Magnifique article, merci à Audiofanzine de ne pas se limiter à des articles sur le matériel ou les techniques actuelles et de s'élever à ce niveau. Continuez ...Merci?
Darkmoon
Squatteur·euse d’AF
Posté le 07/01/2019 à 15:26:54
Pour faire suite aux prétendants commentaires (concernant la première partie)...
Il m'est évident que ce n'est pas une suite de notes aléatoire et/ou « n'importe quoi ». Je perçois des séquences, des « schèmes », de la structure, etc. Par contre, est-ce que ça m'émeut? Non. Qu'est-ce que ça m'évoque? Désorientation, perturbation, décadence, folie, etc. Est-ce que j'apprécie? A priori et, naturellement, non! Mais si je cherche à analyser, je pourrais finir par apprécier la combinaison et « l'ingéniosité » de certains passages. Mais j'avoue que ça demeurera essentiellement un exercice cérébral et intellectuel.
J'ai d'ailleurs un peu le même rapport avec des styles bcp plus « accessibles », comme le Jazz, que je réussis à apprécier écouter (et regarder exécuter) surtout parce que je suis guitariste et que j'admire « l'ingéniosité », la créativité et la virtuosité de certains jazzmen, sans pour autant que cela ne me touche émotionnellement ou ne m'émeut. Quand j'écoute ou regarde un jazzman jouer, ce n'est pas pour être émue ou touchée.
Bref, je comprends tout à fait que les musiques atonales/dodécaphoniques/sérielles ne touchent pas des masses, car (comme certains autres styles d'ailleurs), elles n'usent pas de « gimmicks » simples qui créent l'envie naturelle de fredonner et de bouger et/ou qui suscitent l'association d'émotions basiques comme la joie et la peine, ce qui ne nécessite aucun effort intellectuel. Mais sinon, je ne porte aucun jugement de valeur pour autant, car ça demeure une forme d'art et un style de musique comme plusieurs autres (on apprécie ou pas).

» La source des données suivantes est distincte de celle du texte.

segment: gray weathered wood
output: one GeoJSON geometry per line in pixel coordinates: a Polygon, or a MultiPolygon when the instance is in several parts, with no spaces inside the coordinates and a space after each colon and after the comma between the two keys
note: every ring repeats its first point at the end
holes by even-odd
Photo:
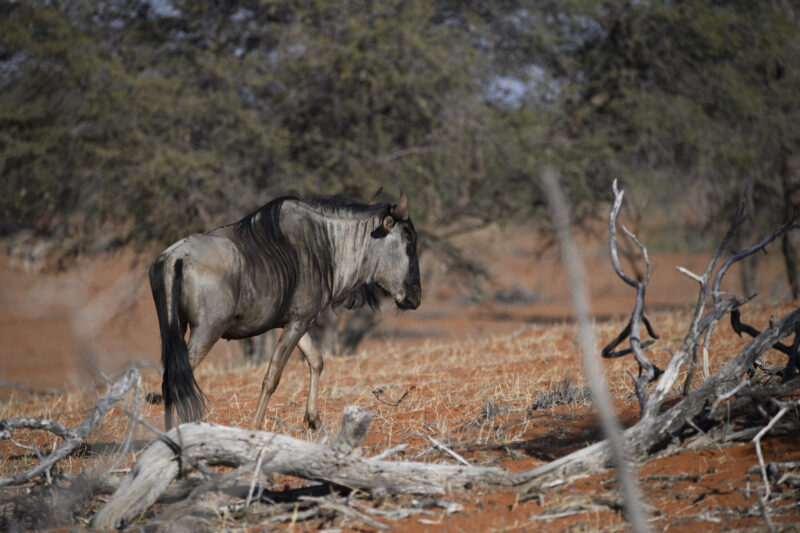
{"type": "MultiPolygon", "coordinates": [[[[255,464],[261,453],[262,475],[292,475],[361,490],[442,494],[470,485],[514,483],[515,478],[500,468],[364,458],[361,444],[371,419],[372,415],[359,407],[345,408],[342,431],[331,446],[207,423],[183,424],[167,436],[180,446],[181,454],[209,465],[255,464]]],[[[92,526],[124,527],[149,509],[180,474],[177,459],[163,441],[153,442],[95,515],[92,526]]]]}

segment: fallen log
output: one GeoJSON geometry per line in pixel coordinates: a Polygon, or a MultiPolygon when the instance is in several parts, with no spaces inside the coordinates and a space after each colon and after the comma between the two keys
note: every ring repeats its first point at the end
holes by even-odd
{"type": "Polygon", "coordinates": [[[0,487],[19,485],[47,472],[58,461],[66,457],[87,435],[102,422],[106,413],[139,381],[140,375],[136,363],[131,363],[125,374],[116,381],[95,404],[89,415],[76,428],[68,428],[51,420],[38,418],[6,418],[0,420],[0,440],[10,439],[15,429],[44,429],[64,439],[64,442],[50,455],[43,458],[36,466],[11,476],[0,476],[0,487]]]}
{"type": "Polygon", "coordinates": [[[364,458],[361,445],[372,415],[356,406],[344,410],[342,430],[331,446],[266,431],[208,423],[173,428],[153,442],[130,474],[95,515],[92,527],[125,527],[153,505],[181,474],[181,456],[208,465],[258,466],[258,475],[285,474],[352,489],[404,494],[444,494],[473,485],[511,486],[516,475],[493,467],[444,465],[364,458]]]}

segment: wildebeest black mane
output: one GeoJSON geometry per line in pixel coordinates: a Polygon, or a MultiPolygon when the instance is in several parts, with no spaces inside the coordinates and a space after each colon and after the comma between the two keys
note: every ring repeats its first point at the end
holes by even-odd
{"type": "Polygon", "coordinates": [[[374,215],[379,212],[388,212],[390,205],[386,203],[365,204],[345,198],[343,196],[318,196],[308,199],[300,199],[301,202],[320,209],[326,213],[340,214],[342,211],[353,216],[374,215]]]}
{"type": "MultiPolygon", "coordinates": [[[[283,293],[292,294],[299,277],[297,252],[283,234],[278,222],[281,206],[285,201],[304,203],[314,210],[333,216],[352,216],[361,218],[378,213],[389,212],[390,204],[365,204],[342,196],[322,196],[299,198],[289,195],[276,198],[234,224],[234,231],[239,238],[239,249],[246,258],[246,268],[266,268],[270,277],[282,287],[283,293]],[[270,261],[265,261],[269,257],[270,261]]],[[[334,307],[357,309],[369,305],[372,309],[380,307],[380,296],[384,291],[374,284],[362,284],[344,298],[333,302],[334,307]]],[[[290,299],[281,302],[283,313],[290,299]]]]}
{"type": "Polygon", "coordinates": [[[295,198],[276,198],[234,224],[237,246],[245,258],[245,268],[266,269],[271,281],[281,287],[285,297],[281,299],[279,315],[285,314],[289,308],[289,296],[294,294],[300,277],[297,252],[278,222],[283,202],[292,199],[295,198]]]}

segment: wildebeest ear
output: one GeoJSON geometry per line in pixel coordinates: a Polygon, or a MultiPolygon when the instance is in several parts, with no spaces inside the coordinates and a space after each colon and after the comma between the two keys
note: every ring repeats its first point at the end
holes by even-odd
{"type": "Polygon", "coordinates": [[[391,215],[395,220],[408,220],[408,198],[406,198],[406,193],[400,193],[400,199],[392,208],[391,215]]]}

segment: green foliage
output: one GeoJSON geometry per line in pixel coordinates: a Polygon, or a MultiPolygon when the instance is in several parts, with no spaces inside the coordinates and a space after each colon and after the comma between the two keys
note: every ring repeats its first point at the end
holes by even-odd
{"type": "Polygon", "coordinates": [[[764,226],[797,203],[789,3],[158,5],[0,0],[0,229],[163,244],[380,186],[423,229],[542,220],[545,163],[579,222],[616,177],[699,225],[742,191],[764,226]]]}

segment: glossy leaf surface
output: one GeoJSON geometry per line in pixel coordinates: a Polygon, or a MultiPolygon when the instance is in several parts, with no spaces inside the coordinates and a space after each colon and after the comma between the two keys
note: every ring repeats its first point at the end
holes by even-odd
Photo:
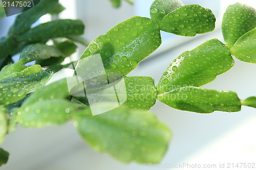
{"type": "Polygon", "coordinates": [[[16,120],[23,126],[43,128],[66,123],[76,110],[77,105],[64,99],[51,99],[22,107],[16,120]]]}
{"type": "Polygon", "coordinates": [[[248,98],[245,100],[242,101],[241,103],[243,105],[252,107],[256,108],[256,96],[252,96],[248,98]]]}
{"type": "Polygon", "coordinates": [[[174,60],[162,76],[158,91],[163,93],[183,86],[203,86],[233,64],[228,48],[218,39],[207,41],[174,60]]]}
{"type": "Polygon", "coordinates": [[[106,72],[118,72],[125,76],[156,50],[161,43],[156,21],[134,16],[94,39],[81,59],[99,53],[106,72]]]}
{"type": "Polygon", "coordinates": [[[66,79],[63,79],[42,87],[33,92],[23,103],[22,107],[32,105],[37,102],[65,99],[70,95],[66,79]]]}
{"type": "Polygon", "coordinates": [[[183,5],[179,0],[156,0],[150,7],[150,16],[159,22],[166,15],[183,5]]]}
{"type": "Polygon", "coordinates": [[[22,51],[19,60],[25,64],[32,61],[63,56],[64,54],[56,47],[42,44],[34,44],[26,46],[22,51]]]}
{"type": "Polygon", "coordinates": [[[183,87],[160,94],[158,100],[176,109],[201,113],[237,112],[241,110],[241,105],[234,92],[196,87],[183,87]]]}
{"type": "Polygon", "coordinates": [[[112,6],[115,8],[118,8],[120,7],[121,5],[121,0],[109,0],[111,4],[112,4],[112,6]]]}
{"type": "Polygon", "coordinates": [[[230,51],[231,54],[240,60],[256,63],[256,28],[241,37],[230,51]]]}
{"type": "Polygon", "coordinates": [[[195,36],[212,31],[216,19],[209,9],[199,5],[184,5],[165,15],[160,22],[161,30],[184,36],[195,36]]]}
{"type": "Polygon", "coordinates": [[[57,19],[42,23],[21,35],[19,41],[37,42],[83,33],[84,26],[80,20],[57,19]]]}
{"type": "Polygon", "coordinates": [[[94,116],[88,108],[76,115],[74,121],[93,148],[126,162],[159,162],[171,137],[168,128],[154,114],[125,107],[94,116]]]}
{"type": "Polygon", "coordinates": [[[3,79],[5,77],[13,72],[21,71],[26,68],[27,66],[20,62],[7,65],[0,71],[0,79],[3,79]]]}
{"type": "Polygon", "coordinates": [[[8,105],[18,101],[27,93],[44,85],[52,75],[44,71],[38,65],[14,72],[0,80],[0,105],[8,105]]]}
{"type": "Polygon", "coordinates": [[[224,40],[230,48],[239,38],[256,27],[256,10],[240,3],[230,5],[224,14],[222,27],[224,40]]]}

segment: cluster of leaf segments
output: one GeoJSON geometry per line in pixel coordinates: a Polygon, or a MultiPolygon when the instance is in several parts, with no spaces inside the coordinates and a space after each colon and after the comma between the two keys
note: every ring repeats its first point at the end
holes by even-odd
{"type": "Polygon", "coordinates": [[[87,99],[71,96],[66,79],[45,86],[52,72],[41,66],[54,71],[66,67],[60,63],[75,52],[74,41],[81,39],[74,36],[83,31],[82,23],[72,20],[30,28],[57,4],[57,1],[41,1],[36,8],[18,15],[8,36],[0,39],[1,142],[15,130],[17,123],[41,128],[73,119],[82,137],[96,150],[124,162],[158,162],[171,134],[166,126],[146,112],[157,99],[176,109],[198,113],[236,112],[242,105],[256,107],[255,97],[241,101],[233,91],[199,88],[233,66],[231,55],[256,63],[256,11],[252,8],[240,3],[230,6],[222,24],[226,44],[214,39],[183,53],[157,85],[151,77],[125,76],[160,45],[160,30],[186,36],[212,31],[216,19],[209,9],[184,5],[178,0],[156,0],[151,7],[151,19],[132,17],[97,37],[80,59],[100,54],[107,73],[124,76],[127,96],[123,106],[93,116],[87,99]],[[53,45],[45,44],[49,39],[53,45]],[[4,67],[19,53],[17,62],[4,67]],[[40,65],[25,65],[32,61],[40,65]]]}

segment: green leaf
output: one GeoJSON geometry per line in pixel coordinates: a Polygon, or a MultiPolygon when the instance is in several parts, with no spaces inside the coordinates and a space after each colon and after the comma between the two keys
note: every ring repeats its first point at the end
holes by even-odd
{"type": "Polygon", "coordinates": [[[121,5],[121,0],[110,0],[112,4],[112,6],[115,8],[118,8],[121,5]]]}
{"type": "Polygon", "coordinates": [[[100,53],[106,72],[118,72],[125,76],[161,43],[156,21],[134,16],[94,39],[80,58],[100,53]]]}
{"type": "Polygon", "coordinates": [[[160,27],[168,33],[192,37],[214,30],[216,20],[210,9],[199,5],[187,5],[165,15],[160,22],[160,27]]]}
{"type": "Polygon", "coordinates": [[[17,114],[16,109],[17,109],[16,108],[12,108],[12,111],[10,113],[10,115],[8,119],[8,134],[14,132],[17,128],[16,118],[17,117],[17,114]]]}
{"type": "Polygon", "coordinates": [[[76,103],[64,99],[39,101],[18,109],[16,120],[25,127],[60,125],[70,119],[77,107],[76,103]]]}
{"type": "Polygon", "coordinates": [[[82,37],[75,36],[69,36],[67,38],[72,41],[78,42],[81,44],[86,46],[88,46],[88,45],[90,44],[90,42],[88,41],[88,40],[82,37]]]}
{"type": "Polygon", "coordinates": [[[0,80],[0,105],[7,105],[19,101],[27,93],[43,86],[52,77],[39,65],[27,67],[0,80]]]}
{"type": "Polygon", "coordinates": [[[63,56],[64,54],[55,47],[38,43],[27,46],[20,53],[19,60],[25,64],[32,61],[63,56]]]}
{"type": "Polygon", "coordinates": [[[21,42],[37,42],[57,37],[83,34],[84,26],[80,20],[58,19],[42,23],[18,37],[21,42]]]}
{"type": "Polygon", "coordinates": [[[10,57],[0,59],[0,70],[1,70],[6,65],[13,63],[13,61],[10,57]]]}
{"type": "Polygon", "coordinates": [[[6,65],[0,71],[0,79],[3,79],[5,77],[9,76],[13,72],[20,72],[26,68],[27,68],[27,66],[19,62],[6,65]]]}
{"type": "Polygon", "coordinates": [[[51,15],[57,15],[63,11],[65,9],[65,7],[64,7],[61,4],[57,4],[54,8],[48,12],[48,13],[51,15]]]}
{"type": "Polygon", "coordinates": [[[0,59],[5,58],[18,47],[18,43],[12,37],[0,38],[0,59]]]}
{"type": "Polygon", "coordinates": [[[223,18],[222,34],[228,47],[255,27],[256,10],[253,8],[237,3],[227,8],[223,18]]]}
{"type": "MultiPolygon", "coordinates": [[[[6,109],[3,106],[0,106],[0,143],[4,141],[7,132],[6,113],[6,109]]],[[[0,162],[0,164],[2,164],[0,162]]]]}
{"type": "Polygon", "coordinates": [[[131,5],[133,5],[134,4],[134,0],[125,0],[125,1],[131,5]]]}
{"type": "Polygon", "coordinates": [[[200,87],[230,69],[229,49],[217,39],[182,53],[169,65],[157,85],[159,93],[183,86],[200,87]]]}
{"type": "Polygon", "coordinates": [[[201,113],[214,111],[241,110],[240,100],[231,91],[217,91],[196,87],[182,87],[159,94],[158,99],[176,109],[201,113]]]}
{"type": "Polygon", "coordinates": [[[80,134],[93,149],[125,162],[159,162],[171,137],[168,127],[154,114],[124,106],[94,116],[88,108],[74,119],[80,134]]]}
{"type": "Polygon", "coordinates": [[[21,35],[24,33],[26,34],[31,25],[41,16],[54,8],[58,4],[58,0],[41,0],[35,7],[22,12],[16,18],[14,23],[9,31],[8,34],[16,36],[21,35]]]}
{"type": "Polygon", "coordinates": [[[167,14],[183,5],[179,0],[155,0],[150,7],[150,16],[159,22],[167,14]]]}
{"type": "Polygon", "coordinates": [[[247,106],[256,108],[256,96],[252,96],[248,98],[245,100],[242,101],[241,103],[242,105],[247,106]]]}
{"type": "Polygon", "coordinates": [[[5,14],[5,9],[3,7],[2,4],[0,5],[0,19],[6,16],[5,14]]]}
{"type": "Polygon", "coordinates": [[[150,77],[128,77],[124,80],[127,101],[124,104],[131,109],[150,110],[157,95],[154,80],[150,77]]]}
{"type": "Polygon", "coordinates": [[[241,37],[230,51],[231,55],[241,61],[256,63],[256,28],[241,37]]]}
{"type": "Polygon", "coordinates": [[[7,163],[9,158],[9,153],[0,148],[0,166],[7,163]]]}
{"type": "Polygon", "coordinates": [[[34,91],[23,103],[22,107],[33,105],[37,102],[50,99],[66,99],[70,96],[69,93],[66,79],[63,79],[34,91]]]}

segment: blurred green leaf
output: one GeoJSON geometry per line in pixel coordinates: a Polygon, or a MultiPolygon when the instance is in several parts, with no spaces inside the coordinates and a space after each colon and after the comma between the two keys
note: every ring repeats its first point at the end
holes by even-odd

Il y a 30 ans quand, tout jeune, je commençai à écouter du Death Metal technique, mes parents et certains de mes amis ne voyaient en cette musique qu'un grand n’importe nawak, alors que lorsque nous sommes guitaristes, nous savons très bien que c'est loin d'être n'importe quoi et que certains mecs sont des virtuoses, que l'on apprécie ou non la musique (enfin, ok, dans tous les styles, il y a parfois des « sans aucun talent » qui cherchent à justifier leur médiocrité sous prétexte d'un « art incompris », mais c'est un autre sujet!).
Pierogi2022
AFicionado·a
Posté le 07/01/2019 à 15:48:49
Merci !
Est-ce qu'il serait possible, si jamais les prochains contenus s'approchaient des contemporains vivants et des enjeux actuels, d'avoir un article sur l'histoire récente de la compo algorithmique et de ses outils s'il vous plait ?
(pas forcément l'algorave qui est très récente et bien documentée...)
Killby
Posteur·euse AFfranchi·e
Posté le 07/01/2019 à 16:20:14
Darkmoon, ces musiques n'ont pas eu la chance de se faire connaître autant qu'elles le méritent, en particulier à cause de l'omniprésence du néo-classicisme dans les musiques de film.